Materials Manufacturing Optimization via Coupled Artificial Intelligence, Simulation, and Experiments

Monday, September 30, 2024: 2:00 PM
24 (Huntington Convention Center)
Dr. Noah Paulson , Argonne National Laboratory, Lemont, IL
Mr. Marcus Schwarting , University of Chicago, Chicago, IL
Dr. Debolina Dasgupta , Argonne National Laboratory, Lemont, IL
Dr. William Klinzing , 3M, Maplewood, MN
Dr. Alex Flage , 3M, Maplewood, MN
Dr. Benjamin Blaiszik , University of Chicago, Chicago, IL, Argonne National Laboratory, Lemont, IL
Dr. Ian Foster , University of Chicago, Chicago, IL, Argonne National Laboratory, Lemont, IL
Accelerated development and deployment of next generation materials is a critical component of technological solutions required for a clean energy transition. Materials manufacturing processes are often characterized by their complex, multi-scale physics and the numerous processing variables that affect product quality, yield, and process efficiency. This challenges the traditional trial and error driven development process that relies on repeated experimental trials driven by operator expertise.
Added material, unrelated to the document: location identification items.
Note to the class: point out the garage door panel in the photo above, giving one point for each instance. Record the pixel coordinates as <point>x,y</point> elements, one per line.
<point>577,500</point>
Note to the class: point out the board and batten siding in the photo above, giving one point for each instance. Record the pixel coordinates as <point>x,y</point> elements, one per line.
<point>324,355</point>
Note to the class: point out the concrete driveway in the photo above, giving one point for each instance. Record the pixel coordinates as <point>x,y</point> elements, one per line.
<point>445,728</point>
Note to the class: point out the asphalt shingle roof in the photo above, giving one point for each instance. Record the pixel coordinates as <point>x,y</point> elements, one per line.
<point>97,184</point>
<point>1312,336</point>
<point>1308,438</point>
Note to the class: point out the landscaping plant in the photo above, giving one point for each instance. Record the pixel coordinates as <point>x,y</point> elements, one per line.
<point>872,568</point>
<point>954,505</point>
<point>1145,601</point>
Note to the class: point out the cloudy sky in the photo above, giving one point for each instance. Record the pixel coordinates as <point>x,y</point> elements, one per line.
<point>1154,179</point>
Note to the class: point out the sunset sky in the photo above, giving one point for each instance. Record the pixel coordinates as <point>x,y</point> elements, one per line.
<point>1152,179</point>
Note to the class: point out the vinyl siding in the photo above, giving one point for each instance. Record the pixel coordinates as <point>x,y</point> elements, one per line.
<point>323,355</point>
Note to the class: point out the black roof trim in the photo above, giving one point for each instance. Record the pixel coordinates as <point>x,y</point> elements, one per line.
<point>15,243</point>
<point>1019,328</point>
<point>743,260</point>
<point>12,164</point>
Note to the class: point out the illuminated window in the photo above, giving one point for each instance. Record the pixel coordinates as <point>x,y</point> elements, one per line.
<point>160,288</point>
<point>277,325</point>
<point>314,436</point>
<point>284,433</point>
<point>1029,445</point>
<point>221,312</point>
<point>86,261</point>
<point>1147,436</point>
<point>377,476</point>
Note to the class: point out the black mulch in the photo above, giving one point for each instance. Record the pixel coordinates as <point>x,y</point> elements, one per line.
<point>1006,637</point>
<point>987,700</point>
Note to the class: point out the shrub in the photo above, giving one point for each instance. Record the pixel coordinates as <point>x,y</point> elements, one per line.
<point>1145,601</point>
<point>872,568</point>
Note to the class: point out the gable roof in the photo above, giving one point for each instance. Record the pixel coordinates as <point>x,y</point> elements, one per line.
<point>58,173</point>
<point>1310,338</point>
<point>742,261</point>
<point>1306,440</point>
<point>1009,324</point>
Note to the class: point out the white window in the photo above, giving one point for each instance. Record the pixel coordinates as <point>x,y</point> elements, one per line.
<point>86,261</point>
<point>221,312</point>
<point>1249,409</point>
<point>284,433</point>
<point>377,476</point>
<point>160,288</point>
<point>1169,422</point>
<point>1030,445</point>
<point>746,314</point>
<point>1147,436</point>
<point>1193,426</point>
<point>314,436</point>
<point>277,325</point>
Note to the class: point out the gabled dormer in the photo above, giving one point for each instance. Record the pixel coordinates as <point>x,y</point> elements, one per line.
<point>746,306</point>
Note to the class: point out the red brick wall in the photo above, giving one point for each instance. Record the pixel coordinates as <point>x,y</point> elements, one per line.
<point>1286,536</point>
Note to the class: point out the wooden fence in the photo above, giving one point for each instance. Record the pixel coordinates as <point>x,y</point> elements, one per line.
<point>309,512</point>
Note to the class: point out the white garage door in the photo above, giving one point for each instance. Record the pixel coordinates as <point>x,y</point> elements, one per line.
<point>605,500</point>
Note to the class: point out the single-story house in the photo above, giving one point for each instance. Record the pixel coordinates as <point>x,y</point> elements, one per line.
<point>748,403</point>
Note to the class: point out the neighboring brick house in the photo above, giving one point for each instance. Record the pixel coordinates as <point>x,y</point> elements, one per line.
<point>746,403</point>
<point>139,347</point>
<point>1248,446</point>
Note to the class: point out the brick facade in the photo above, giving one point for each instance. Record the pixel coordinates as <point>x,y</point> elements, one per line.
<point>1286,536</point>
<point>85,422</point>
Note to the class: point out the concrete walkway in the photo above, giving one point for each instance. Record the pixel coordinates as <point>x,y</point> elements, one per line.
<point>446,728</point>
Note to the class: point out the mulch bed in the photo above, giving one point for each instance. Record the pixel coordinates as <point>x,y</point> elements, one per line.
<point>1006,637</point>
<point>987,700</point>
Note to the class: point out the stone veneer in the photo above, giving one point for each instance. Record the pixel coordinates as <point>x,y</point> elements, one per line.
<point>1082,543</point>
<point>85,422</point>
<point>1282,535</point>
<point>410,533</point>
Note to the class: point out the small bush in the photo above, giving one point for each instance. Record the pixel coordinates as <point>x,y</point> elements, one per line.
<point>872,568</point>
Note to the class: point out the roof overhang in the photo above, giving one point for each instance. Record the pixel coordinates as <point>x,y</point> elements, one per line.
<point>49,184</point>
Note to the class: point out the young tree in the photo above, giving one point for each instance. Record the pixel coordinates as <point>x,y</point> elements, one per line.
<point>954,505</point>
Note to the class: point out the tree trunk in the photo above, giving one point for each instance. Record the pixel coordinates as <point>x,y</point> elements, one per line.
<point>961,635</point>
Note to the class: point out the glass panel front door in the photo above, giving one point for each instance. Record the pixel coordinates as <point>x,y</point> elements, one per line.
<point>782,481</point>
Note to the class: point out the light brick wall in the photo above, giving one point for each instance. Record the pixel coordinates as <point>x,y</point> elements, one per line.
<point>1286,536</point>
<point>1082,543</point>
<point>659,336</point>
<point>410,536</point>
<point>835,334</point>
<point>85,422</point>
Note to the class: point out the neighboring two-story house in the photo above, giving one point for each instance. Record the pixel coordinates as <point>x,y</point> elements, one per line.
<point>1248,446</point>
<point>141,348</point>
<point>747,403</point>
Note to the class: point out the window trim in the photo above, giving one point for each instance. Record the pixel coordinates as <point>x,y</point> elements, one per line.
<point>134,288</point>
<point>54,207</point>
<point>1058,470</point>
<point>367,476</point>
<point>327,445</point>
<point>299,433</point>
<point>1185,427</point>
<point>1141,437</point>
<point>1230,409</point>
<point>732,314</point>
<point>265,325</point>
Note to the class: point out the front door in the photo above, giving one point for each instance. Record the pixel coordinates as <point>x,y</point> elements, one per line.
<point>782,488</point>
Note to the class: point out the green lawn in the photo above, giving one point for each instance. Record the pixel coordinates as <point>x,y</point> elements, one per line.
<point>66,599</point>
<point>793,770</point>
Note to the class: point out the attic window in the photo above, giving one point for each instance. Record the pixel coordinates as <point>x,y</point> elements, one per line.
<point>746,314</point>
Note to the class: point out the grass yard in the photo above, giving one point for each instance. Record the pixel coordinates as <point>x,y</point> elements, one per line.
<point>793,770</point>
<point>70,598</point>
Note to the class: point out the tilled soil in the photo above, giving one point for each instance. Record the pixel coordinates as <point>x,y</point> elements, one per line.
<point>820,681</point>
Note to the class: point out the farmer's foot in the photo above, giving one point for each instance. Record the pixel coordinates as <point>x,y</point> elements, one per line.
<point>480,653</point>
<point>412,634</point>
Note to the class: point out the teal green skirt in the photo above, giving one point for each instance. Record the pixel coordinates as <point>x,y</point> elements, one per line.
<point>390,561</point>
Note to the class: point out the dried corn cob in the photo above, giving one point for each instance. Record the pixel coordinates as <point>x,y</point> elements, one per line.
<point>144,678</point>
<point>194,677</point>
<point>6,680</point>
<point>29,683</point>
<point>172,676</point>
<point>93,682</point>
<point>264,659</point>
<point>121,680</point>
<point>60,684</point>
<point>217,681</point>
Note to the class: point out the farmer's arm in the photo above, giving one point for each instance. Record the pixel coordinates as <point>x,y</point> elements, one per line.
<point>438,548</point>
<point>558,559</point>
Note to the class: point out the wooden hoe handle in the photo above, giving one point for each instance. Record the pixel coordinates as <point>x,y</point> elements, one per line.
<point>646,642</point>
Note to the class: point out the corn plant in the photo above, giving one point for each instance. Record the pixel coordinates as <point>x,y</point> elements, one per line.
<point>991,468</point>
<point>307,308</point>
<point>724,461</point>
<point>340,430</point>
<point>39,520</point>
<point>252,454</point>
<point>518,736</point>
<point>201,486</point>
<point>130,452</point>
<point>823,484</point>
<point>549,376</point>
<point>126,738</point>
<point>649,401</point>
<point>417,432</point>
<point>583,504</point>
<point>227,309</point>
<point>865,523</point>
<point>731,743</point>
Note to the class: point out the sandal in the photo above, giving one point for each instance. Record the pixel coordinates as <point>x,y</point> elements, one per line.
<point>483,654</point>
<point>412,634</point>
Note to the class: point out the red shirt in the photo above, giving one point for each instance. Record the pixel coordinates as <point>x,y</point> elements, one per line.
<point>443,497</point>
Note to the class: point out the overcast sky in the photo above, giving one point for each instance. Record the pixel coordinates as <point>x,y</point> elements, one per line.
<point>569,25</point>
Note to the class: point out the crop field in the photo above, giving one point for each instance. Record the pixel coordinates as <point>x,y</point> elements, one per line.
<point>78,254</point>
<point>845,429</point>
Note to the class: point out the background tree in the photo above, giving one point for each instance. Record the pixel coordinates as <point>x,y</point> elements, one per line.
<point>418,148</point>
An opportunity exists to greatly reduce development timelines while simultaneously reducing costs and increasing product performance and quality by leveraging artificial intelligence methods to suggest optimal combinations of simulations and limited experiments. In this presentation, we share a methodology consisting of careful multi-objective cost function definition, Gaussian process surrogate modeling, and multi-fidelity process simulations. Example applications will be presented for processes including flame spray pyrolysis, atomic layer deposition, and induction pipe bending, in addition to an in-depth exploration of the optimization of the polymer melt blowing process.